Bereichsnavigation

Performance > Craypat

 

Quick start guide

The following instructions are for those who want to get CrayPat up and running quickly.

  • module load xt-craypat
  • ftn -c fcode.f90 ; ftn -o fexe fcode.o
  • pat_build -O apa ./myprogram
  • /usr/bin/time -p aprun -n 128 ./myprogram+pat
  • pat_report  ./myprogram+pat*.xf
    • module load apprentice2
    • app2  ./myprogram+pat*.ap2
  • pat_build -O  <apafile>.apa
  • /usr/bin/time -p aprun -n 128 ./myprogram+apa
  • pat_report  ./myprogram+apa*.xf

Read on for complete details.

Description

CrayPat is a performance analysis tool developed by Cray for the XT platform.

The CrayPat tool provides detailed information about application performance.
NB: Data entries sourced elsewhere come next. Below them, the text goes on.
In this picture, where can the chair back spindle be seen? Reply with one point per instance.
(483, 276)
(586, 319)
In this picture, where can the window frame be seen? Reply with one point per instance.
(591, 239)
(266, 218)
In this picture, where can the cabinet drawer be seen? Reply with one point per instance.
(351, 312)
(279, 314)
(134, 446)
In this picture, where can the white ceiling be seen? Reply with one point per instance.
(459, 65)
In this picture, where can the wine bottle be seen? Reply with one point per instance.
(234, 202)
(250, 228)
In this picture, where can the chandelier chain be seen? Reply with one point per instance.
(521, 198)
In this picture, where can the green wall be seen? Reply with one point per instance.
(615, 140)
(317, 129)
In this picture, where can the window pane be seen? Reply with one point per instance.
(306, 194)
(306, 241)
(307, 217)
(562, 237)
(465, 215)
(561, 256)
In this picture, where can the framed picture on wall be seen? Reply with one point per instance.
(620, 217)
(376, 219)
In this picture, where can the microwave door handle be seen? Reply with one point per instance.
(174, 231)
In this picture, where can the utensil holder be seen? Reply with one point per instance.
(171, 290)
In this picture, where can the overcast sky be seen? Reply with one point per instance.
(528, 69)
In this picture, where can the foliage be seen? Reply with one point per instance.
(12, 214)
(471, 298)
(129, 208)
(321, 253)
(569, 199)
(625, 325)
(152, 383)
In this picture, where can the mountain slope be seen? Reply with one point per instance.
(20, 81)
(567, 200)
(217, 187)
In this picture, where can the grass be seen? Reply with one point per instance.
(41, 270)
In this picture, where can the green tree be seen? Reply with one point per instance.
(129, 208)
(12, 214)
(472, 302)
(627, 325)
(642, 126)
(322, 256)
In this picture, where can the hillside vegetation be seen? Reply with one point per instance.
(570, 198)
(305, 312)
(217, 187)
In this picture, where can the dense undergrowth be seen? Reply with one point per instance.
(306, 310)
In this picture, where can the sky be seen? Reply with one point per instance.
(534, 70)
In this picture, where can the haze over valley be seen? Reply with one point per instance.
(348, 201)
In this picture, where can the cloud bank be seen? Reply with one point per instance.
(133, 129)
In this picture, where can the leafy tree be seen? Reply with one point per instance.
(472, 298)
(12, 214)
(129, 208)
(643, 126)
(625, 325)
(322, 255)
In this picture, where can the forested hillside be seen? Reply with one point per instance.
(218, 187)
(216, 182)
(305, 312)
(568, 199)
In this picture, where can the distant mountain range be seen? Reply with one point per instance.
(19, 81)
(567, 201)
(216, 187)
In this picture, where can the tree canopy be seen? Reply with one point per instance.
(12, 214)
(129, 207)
It can be used for basic profiling, MPI tracing and hardware performance counter based analysis. CrayPat provides access to a wide variety of performance experiments that measure how an executable program consumes resources while it is running, as well as several different user interfaces that provide access to the experiment and reporting functions.

CrayPat consists of three major components:

  • pat_build - used to instrument the program to be analyzed.
  • pat_report - a standalone text report generator that can be use to further explore the data generated by instrumented program execution.
  • Apprentice2 - a graphical analysis tool that can be used, in addition to pat_report to further explore and visualize the data generated by instrumented program execution.

Usage

    CrayPat enables you to sample, trace, measure and evaluate your program's behaviour during execution, and may help you find opportunities to significantly improve program performance.

    • First, load the xt-craypat module to get the correct environment variables set.

                       module load xt-craypat

    • Compile and link your application as usual.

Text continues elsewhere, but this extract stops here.